The full changelog is in CHANGELOG.md on GitHub. This post is the human-readable version with the why.
The Quick Map
| Version | Date | Headline |
|---|---|---|
| v3.1.2 | 2026-05-28 | Patch: preferred embedding env vars |
| v3.3.0 | 2026-06-01 | sync_roles, fact recall in default path, hardcoded 384 fixes |
| v3.4.0 | 2026-06-01 | Multilingual ST dimensions, Unicode tokenization |
| v3.5.0 | 2026-06-10 | Housekeeping: CI docs-check, packaging |
| v3.6.0 | 2026-06-10 | Canonical facts, holographic importer, embedding fallback |
| v3.7.0 | 2026-06-13 | Usage-driven working memory decay |
| v3.8.0 | 2026-06-15 | Sync engine, reindex, vec_working, sleep orphan recovery |
| v3.9.0 | 2026-06-18 | Sync deploy tooling, fact_recall relevance, audit rename |
| v3.10.0 | 2026-06-18 | L3 persona layer |
Now the deep cuts.
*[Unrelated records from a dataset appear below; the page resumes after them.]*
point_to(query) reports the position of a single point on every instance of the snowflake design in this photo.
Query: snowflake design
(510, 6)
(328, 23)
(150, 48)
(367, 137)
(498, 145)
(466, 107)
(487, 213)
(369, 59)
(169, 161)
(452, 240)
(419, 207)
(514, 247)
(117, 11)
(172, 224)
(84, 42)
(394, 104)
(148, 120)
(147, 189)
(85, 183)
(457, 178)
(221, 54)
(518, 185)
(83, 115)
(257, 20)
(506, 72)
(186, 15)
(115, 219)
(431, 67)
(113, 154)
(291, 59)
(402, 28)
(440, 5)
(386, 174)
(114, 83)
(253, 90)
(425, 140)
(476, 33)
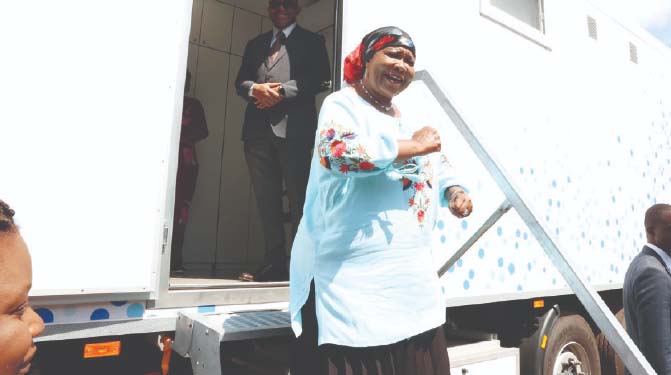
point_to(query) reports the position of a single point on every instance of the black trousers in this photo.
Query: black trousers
(271, 161)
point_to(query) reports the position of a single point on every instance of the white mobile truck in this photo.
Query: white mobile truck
(568, 110)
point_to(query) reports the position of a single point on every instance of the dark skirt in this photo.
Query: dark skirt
(424, 354)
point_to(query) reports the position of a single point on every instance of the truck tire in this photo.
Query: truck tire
(571, 348)
(611, 364)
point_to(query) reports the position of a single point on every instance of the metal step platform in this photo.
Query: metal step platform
(199, 336)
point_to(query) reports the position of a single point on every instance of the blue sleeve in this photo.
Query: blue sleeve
(349, 147)
(653, 305)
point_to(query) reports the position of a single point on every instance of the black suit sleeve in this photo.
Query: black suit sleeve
(653, 305)
(315, 78)
(246, 75)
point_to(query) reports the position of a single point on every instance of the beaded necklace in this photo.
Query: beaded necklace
(380, 105)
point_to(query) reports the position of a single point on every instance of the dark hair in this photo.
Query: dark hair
(6, 218)
(654, 214)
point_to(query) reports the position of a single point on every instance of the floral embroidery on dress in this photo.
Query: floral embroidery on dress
(340, 150)
(420, 202)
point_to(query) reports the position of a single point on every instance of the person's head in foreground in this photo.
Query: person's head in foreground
(19, 324)
(383, 64)
(283, 12)
(658, 226)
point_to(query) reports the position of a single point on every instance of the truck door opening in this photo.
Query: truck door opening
(222, 234)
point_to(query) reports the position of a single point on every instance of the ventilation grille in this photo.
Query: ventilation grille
(633, 53)
(591, 28)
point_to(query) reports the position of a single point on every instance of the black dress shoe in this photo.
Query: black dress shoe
(269, 272)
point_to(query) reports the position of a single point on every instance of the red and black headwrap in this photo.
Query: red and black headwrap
(376, 40)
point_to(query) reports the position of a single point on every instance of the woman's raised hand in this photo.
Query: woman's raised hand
(427, 140)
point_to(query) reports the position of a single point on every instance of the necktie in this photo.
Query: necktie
(274, 52)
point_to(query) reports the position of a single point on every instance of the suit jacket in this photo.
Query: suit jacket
(647, 308)
(309, 74)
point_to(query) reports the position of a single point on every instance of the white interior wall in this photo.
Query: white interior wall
(224, 227)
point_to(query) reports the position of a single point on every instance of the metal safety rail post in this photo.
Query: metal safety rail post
(597, 309)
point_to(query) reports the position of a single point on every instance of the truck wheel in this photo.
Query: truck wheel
(611, 364)
(571, 348)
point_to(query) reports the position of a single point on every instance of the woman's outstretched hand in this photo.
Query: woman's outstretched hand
(460, 203)
(427, 140)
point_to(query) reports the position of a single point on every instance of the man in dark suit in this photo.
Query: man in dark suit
(281, 72)
(647, 291)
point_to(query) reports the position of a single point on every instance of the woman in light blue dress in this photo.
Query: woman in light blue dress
(365, 296)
Grouped by what they actually do, not by version number, because the same theme runs across several releases.
Canonical Facts and the Holographic Importer (v3.6.0)
v3.6.0 shipped the two features that changed how Mnemosyne handles long-running agent identity.
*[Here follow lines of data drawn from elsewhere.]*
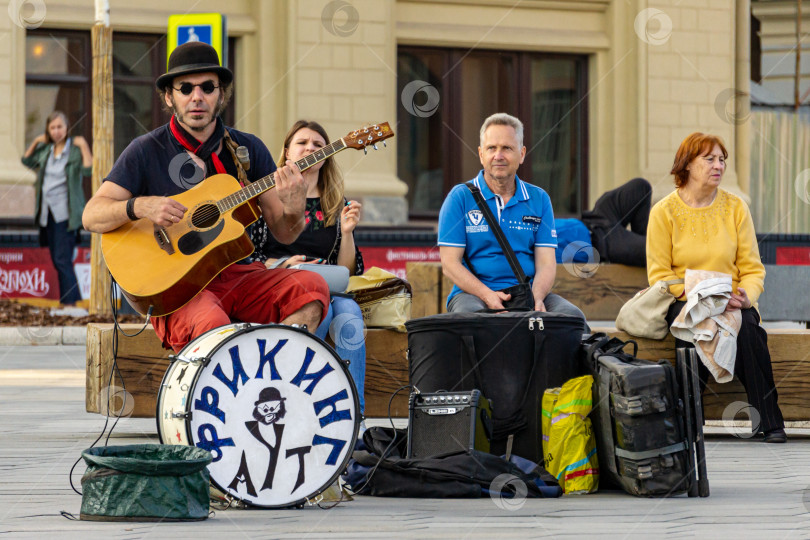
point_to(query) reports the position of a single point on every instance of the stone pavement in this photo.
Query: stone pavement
(758, 490)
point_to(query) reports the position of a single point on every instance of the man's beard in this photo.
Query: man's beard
(181, 117)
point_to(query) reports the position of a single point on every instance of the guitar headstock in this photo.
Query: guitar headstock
(368, 136)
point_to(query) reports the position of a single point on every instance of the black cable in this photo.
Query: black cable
(115, 369)
(390, 445)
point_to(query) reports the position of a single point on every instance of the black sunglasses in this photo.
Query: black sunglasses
(207, 87)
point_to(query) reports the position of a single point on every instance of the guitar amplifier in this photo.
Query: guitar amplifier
(448, 422)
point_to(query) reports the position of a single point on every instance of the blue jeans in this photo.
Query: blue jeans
(61, 243)
(344, 323)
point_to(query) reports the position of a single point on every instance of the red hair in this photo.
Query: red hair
(695, 145)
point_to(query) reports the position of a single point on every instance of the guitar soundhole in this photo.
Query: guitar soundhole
(205, 216)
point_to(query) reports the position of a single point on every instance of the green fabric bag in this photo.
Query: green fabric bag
(145, 482)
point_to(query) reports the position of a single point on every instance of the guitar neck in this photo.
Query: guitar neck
(268, 182)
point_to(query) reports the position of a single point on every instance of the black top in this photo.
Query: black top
(156, 163)
(316, 240)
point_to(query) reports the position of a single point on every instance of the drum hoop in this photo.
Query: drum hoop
(163, 381)
(338, 470)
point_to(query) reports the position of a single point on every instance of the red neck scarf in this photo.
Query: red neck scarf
(206, 151)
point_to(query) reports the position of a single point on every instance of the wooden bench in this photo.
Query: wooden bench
(790, 359)
(601, 294)
(142, 362)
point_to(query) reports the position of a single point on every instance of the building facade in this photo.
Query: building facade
(607, 88)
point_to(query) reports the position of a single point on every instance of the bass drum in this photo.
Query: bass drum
(274, 405)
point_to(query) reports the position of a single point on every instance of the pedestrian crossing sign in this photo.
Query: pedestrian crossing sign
(209, 28)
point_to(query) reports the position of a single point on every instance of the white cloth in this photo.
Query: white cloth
(704, 321)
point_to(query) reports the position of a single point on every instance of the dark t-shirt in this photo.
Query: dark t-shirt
(317, 240)
(156, 164)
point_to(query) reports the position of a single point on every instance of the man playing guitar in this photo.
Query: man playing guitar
(181, 154)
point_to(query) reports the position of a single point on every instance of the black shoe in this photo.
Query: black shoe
(776, 436)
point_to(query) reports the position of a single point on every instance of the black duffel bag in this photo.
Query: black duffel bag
(511, 357)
Owner-scoped canonical facts solve a problem that sounds small until
you hit it: "what is this user's preferred name" should not be three
separate memories that drift over time. It should be one slot with a
history. New mnemosyne_remember_canonical
and mnemosyne_recall_canonical
tools store facts in a single-source-of-truth table. Restating a stable
self-fact is a no-op. A new value supersedes the old one, preserved as
history. One SQLite table plus a partial unique index. No new
dependency. No FTS table. Add it to your stack and existing tables stay
exactly where they are.
The holographic memory importer is the other v3.6.0 piece. If you have
data in Hermes' holographic memory plugin
(~/.hermes/memory_store.db),
Mnemosyne can read it directly now. Content, category, tags, trust
scores, timestamps, entity links: all preserved. Trust scores map to
Mnemosyne importance (both 0-1). Run with
--from holographic
and a dry-run flag so you can preview before committing.
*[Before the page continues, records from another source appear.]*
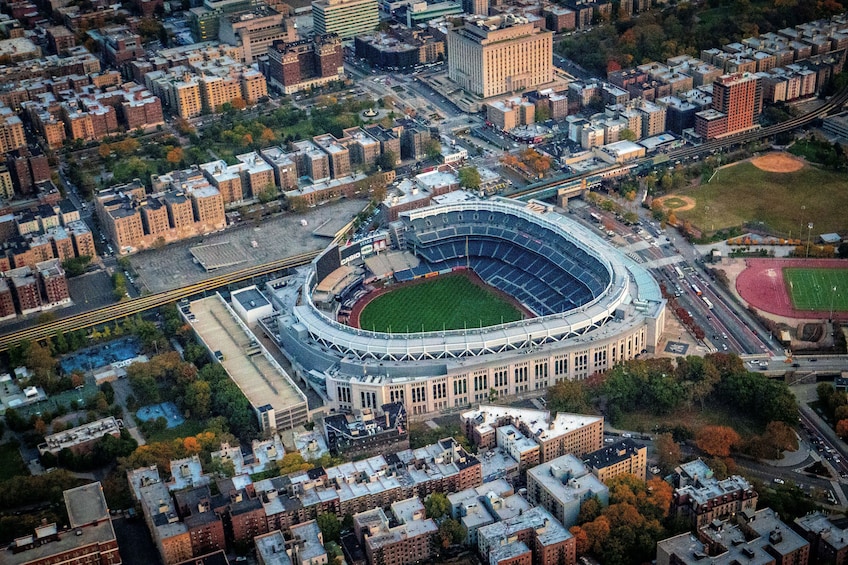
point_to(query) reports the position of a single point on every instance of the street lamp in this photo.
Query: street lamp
(809, 231)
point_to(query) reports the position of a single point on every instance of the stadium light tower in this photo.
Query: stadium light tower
(809, 232)
(832, 297)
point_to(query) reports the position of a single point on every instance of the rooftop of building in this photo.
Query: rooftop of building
(566, 478)
(86, 505)
(250, 298)
(548, 530)
(831, 529)
(81, 434)
(271, 548)
(612, 454)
Tool count jumped from 23 to 25 with canonical. Holographic adds zero tools, just an importer.
Memory That Outlives the Working Window (v3.7.0)
Until v3.7.0, working memory TTL was hardcoded at 24 hours. Recall something important, sleep, and the agent forgot it the next day unless it had been promoted to episodic.
v3.7.0 fixed that with usage-driven decay. Default TTL bumped to 168
hours (a week). Frequently recalled items get their TTL bumped on each
recall, capped at
MNEMOSYNE_WM_BUMP_CAP_HOURS
(default 24h per bump). You can also pin specific memory IDs with
MNEMOSYNE_WM_PINNED_IDS
so sleep consolidation skips them entirely.
v3.7.0 also re-applied the temporal-triple lifecycle
(supersede,
valid_until,
end)
that had silently disappeared from v3.5.0 and v3.6.0 despite appearing
merged. New mnemosyne_triple_end
tool exposed for explicit lifecycle management.
The Sync Engine (v3.8.0 and v3.9.0)
This is the biggest chunk. Bidirectional memory sync shipped across two releases and is worth its own paragraph.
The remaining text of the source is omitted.